Das ResetBit muss ich morgen mal testen, danke. 
Kannte ich noch nicht.

Aber mal eine kleine Info zu dem ganzen Ablauf, damit es ggf. 
einfacher zu verstehn ist oder ich woanders einen Denkfehler hab.

In der SPS wird nach einer bestimmten Bedingung ein Bit gesetzt (S).
Das setzen erfolgt über eine positive Flanke (P).

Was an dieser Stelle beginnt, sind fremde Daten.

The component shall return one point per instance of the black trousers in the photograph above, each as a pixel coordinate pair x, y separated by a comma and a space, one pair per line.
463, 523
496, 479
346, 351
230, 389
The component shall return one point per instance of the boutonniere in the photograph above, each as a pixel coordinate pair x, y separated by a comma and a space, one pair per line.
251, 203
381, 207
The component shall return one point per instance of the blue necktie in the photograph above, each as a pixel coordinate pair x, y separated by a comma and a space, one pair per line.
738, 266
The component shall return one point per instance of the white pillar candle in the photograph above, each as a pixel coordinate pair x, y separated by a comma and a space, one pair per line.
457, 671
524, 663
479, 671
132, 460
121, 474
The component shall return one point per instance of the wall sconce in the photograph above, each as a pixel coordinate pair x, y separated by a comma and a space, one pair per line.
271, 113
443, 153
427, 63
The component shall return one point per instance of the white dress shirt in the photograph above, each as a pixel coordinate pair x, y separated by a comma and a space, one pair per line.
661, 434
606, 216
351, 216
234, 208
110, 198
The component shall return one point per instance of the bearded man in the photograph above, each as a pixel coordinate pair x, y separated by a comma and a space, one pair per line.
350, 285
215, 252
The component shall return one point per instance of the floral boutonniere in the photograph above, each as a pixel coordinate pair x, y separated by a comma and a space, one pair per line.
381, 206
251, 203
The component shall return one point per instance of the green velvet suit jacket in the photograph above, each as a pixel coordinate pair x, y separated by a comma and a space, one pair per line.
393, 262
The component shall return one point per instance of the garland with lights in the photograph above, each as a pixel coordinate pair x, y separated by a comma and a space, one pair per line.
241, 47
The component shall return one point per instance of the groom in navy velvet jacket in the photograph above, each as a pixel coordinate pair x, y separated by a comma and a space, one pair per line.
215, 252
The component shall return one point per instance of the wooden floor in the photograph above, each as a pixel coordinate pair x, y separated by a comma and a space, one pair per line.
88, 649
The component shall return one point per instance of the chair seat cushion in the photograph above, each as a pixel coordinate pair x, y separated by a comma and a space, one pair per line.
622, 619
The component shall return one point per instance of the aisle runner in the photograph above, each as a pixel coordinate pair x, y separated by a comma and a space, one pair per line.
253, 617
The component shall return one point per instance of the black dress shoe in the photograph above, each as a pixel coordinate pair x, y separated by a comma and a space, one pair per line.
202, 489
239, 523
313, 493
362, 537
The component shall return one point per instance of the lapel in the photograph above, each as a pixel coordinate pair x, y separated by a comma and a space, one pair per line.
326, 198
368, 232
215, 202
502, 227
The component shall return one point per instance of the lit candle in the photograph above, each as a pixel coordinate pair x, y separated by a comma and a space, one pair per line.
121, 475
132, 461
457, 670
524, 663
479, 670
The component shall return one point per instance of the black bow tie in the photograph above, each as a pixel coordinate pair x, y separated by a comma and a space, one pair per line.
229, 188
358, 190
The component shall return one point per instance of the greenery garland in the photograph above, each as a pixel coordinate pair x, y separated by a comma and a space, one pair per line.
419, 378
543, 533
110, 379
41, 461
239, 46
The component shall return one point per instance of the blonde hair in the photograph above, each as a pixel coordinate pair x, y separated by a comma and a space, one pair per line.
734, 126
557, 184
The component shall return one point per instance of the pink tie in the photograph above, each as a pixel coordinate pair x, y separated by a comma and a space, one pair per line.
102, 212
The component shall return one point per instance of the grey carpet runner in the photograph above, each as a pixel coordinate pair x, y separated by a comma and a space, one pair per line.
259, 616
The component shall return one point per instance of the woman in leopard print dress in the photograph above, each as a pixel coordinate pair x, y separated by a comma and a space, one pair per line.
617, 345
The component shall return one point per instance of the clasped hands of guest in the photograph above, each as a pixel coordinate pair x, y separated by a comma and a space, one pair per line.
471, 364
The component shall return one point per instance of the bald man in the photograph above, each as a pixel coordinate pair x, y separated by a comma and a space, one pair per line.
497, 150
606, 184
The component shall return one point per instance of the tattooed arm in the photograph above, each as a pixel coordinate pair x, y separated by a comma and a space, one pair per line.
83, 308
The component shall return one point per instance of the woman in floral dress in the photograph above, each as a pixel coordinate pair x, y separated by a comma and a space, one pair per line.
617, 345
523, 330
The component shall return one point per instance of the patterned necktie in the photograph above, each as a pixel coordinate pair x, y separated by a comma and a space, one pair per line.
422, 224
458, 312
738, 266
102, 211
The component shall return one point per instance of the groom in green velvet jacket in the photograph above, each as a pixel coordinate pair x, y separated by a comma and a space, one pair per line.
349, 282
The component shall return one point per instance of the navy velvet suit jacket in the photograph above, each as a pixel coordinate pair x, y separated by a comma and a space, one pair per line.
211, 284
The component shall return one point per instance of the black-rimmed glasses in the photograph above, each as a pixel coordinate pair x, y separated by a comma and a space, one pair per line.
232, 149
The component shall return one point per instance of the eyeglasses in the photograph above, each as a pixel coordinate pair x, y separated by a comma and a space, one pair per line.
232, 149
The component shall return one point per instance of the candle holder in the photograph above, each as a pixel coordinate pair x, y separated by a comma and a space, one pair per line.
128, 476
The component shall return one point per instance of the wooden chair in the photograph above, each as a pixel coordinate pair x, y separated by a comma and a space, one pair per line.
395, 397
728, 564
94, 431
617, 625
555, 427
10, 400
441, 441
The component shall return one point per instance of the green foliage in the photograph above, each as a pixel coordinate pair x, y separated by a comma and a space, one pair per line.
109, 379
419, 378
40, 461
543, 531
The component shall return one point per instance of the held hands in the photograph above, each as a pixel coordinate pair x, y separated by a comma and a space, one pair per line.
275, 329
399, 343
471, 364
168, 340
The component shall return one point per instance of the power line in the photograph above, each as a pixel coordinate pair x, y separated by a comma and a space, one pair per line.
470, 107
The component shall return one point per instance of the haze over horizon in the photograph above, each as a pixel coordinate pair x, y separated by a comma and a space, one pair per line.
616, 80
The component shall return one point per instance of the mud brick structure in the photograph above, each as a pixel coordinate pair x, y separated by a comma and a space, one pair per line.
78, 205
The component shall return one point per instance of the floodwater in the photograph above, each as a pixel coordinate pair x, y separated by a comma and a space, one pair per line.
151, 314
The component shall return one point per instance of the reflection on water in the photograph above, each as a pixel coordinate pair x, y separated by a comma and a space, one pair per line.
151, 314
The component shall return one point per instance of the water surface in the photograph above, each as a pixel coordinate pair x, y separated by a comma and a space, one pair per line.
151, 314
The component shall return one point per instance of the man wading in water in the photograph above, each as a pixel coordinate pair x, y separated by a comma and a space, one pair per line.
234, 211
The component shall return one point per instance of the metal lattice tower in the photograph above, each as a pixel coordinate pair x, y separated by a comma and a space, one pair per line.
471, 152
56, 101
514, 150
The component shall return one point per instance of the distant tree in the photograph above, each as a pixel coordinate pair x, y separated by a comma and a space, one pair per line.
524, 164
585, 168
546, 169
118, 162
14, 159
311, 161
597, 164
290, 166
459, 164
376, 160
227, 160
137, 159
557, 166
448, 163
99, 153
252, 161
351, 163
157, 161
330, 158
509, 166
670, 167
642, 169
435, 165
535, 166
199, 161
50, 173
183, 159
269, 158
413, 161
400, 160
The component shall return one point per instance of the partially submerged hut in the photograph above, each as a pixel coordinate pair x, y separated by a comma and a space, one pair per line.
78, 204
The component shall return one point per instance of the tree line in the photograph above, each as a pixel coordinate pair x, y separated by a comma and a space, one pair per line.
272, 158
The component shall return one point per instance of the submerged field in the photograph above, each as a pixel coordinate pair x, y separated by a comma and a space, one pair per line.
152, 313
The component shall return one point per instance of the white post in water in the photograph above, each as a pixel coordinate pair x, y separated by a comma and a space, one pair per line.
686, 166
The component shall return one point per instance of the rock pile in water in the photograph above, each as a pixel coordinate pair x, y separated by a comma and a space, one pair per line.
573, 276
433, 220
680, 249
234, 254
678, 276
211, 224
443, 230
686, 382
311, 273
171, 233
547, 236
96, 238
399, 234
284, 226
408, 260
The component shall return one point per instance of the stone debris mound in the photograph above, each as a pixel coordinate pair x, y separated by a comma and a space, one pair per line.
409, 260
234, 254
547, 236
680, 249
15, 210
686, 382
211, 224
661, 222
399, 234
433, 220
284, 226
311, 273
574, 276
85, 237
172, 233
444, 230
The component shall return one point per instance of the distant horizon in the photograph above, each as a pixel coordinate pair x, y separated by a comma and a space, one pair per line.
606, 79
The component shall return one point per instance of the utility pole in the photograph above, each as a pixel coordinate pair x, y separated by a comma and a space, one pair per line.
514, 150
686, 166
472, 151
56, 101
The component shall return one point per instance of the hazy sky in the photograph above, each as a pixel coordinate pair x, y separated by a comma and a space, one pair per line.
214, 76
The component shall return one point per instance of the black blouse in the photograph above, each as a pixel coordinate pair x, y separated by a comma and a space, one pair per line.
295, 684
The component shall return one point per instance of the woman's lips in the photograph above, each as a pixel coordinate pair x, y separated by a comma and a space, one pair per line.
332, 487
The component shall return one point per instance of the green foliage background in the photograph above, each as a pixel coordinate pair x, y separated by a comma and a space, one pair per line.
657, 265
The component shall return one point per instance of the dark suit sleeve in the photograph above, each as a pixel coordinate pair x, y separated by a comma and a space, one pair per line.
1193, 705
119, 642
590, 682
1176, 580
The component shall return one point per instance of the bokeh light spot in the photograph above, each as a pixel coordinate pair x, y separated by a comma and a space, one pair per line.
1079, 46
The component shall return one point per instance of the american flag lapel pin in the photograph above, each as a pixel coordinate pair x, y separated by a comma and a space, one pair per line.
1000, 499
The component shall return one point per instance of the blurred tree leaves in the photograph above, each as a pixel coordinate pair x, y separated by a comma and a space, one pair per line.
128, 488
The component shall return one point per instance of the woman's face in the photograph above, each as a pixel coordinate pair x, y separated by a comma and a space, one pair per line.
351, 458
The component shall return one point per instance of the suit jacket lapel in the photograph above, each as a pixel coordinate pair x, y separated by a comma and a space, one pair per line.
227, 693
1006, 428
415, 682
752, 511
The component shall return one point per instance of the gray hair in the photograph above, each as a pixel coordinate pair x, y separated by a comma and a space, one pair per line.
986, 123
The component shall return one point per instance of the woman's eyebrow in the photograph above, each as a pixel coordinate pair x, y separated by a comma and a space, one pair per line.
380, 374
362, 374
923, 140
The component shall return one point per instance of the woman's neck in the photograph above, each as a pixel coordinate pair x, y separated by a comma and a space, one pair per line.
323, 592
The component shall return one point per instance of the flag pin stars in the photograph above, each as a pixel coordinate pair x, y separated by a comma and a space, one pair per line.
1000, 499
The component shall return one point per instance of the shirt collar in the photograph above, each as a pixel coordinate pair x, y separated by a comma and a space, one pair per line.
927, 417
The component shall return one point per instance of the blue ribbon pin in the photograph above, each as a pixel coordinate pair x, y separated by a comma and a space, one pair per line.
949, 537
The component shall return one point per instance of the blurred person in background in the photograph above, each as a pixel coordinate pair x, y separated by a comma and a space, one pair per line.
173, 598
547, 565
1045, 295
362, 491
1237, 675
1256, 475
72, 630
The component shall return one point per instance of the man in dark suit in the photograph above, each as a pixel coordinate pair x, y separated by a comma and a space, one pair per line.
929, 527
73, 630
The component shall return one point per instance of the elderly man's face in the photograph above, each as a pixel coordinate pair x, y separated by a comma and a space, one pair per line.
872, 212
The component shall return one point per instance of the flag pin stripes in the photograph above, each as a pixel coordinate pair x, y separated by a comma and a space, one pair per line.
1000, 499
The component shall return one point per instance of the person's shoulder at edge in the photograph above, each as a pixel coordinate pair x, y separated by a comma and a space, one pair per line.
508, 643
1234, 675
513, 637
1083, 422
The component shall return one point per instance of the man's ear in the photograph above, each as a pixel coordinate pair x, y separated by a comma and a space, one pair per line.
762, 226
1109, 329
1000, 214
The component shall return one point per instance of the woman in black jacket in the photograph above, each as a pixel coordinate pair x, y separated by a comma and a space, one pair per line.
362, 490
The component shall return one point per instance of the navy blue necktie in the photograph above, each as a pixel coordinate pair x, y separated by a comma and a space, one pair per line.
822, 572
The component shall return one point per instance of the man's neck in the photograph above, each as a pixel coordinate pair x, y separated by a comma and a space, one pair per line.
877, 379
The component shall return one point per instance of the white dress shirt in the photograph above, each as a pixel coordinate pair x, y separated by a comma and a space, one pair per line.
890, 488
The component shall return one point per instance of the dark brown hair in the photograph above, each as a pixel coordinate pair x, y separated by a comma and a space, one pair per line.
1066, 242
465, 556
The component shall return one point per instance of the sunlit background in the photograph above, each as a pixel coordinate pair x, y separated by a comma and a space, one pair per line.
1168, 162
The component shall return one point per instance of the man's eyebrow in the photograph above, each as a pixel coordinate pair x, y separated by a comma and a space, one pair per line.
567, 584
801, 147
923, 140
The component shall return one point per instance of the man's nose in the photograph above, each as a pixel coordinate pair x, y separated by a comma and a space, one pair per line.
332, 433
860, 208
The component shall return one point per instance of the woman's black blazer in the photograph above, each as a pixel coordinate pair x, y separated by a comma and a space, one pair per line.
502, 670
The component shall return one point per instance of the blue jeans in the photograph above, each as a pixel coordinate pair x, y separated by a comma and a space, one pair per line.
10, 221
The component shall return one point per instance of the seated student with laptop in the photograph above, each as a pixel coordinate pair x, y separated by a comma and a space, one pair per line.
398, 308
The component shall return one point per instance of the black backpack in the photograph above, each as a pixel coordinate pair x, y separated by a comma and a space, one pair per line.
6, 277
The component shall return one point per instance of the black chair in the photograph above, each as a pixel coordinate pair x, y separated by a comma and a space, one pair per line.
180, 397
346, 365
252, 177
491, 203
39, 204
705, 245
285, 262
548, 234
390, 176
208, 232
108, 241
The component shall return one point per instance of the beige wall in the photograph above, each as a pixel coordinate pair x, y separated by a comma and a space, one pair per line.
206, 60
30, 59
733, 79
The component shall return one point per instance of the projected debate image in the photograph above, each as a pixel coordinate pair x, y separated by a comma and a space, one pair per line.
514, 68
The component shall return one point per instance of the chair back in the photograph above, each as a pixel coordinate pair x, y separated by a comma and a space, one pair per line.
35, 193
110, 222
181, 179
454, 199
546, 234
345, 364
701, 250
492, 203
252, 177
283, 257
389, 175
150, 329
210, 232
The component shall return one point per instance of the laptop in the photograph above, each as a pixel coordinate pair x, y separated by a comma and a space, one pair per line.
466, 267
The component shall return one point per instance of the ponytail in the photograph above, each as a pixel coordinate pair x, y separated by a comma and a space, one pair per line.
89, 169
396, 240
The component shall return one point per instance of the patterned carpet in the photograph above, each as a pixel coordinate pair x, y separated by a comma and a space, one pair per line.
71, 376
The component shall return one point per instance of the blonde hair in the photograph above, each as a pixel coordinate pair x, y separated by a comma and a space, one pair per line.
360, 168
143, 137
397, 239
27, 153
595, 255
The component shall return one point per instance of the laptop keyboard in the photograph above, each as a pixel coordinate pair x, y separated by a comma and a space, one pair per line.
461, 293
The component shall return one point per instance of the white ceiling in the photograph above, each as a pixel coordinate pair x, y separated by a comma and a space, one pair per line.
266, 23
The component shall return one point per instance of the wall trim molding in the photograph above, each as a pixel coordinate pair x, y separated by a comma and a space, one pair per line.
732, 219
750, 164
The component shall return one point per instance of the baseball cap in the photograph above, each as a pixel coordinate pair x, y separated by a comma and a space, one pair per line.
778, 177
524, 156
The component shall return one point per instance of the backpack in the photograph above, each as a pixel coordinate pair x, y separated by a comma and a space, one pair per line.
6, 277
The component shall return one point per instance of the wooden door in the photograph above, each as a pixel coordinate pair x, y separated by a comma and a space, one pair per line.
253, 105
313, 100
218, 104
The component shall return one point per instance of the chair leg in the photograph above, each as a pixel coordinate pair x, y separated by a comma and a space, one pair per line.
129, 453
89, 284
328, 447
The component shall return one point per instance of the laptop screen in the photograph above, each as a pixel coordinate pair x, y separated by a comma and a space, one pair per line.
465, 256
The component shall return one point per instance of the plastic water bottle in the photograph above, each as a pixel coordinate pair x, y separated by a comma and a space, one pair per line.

|--U e1.0---U m3.1----(P)----(S M5.7)

Im WinCC Flex hab ich ein Scirpt laufen, das per do loop until läuft und
mit einer Taste gestartet wird.

Wenn der M5.7 eins hat, wird in der Schleife eine Berechnung gemacht.
Ist die Berechnung beendet, soll der Merker auf Null gesetzt werden,
damit eine neue Berechnung bei den nächsten Bedingungen gestartet
werden kann.

Das Berechnen läuft super, das sie erst mit dem Merker auf eins startet
auch, nur das am Ende der nicht auf Null gesetzt wird, das ist Ungünstig,
weil ja dann die Berechung im Zyklus der do loop Schleife erfolgt, was nicht
sein sollte.

Aber ggf. ist es mit dem einem Befehl schon gelöst.

Danke für die Info

Gruß


----------



## KalEl (14 Dezember 2006)

Krumnix schrieb:


> Set xyz = SmartTags("hhdjh")
> xyz = false


 
wie soll das funktionieren?
du weist der temporären variablen xyz den false zu obwohl du hhdjh auf false setzen willst

Set xyz = SmartTags("hhdjh")
xyz = false
Set SmartTags("hhdjh") = xyz

kürzer wäre es natürlich so  
hhdjh = false


----------



## Krumnix (14 Dezember 2006)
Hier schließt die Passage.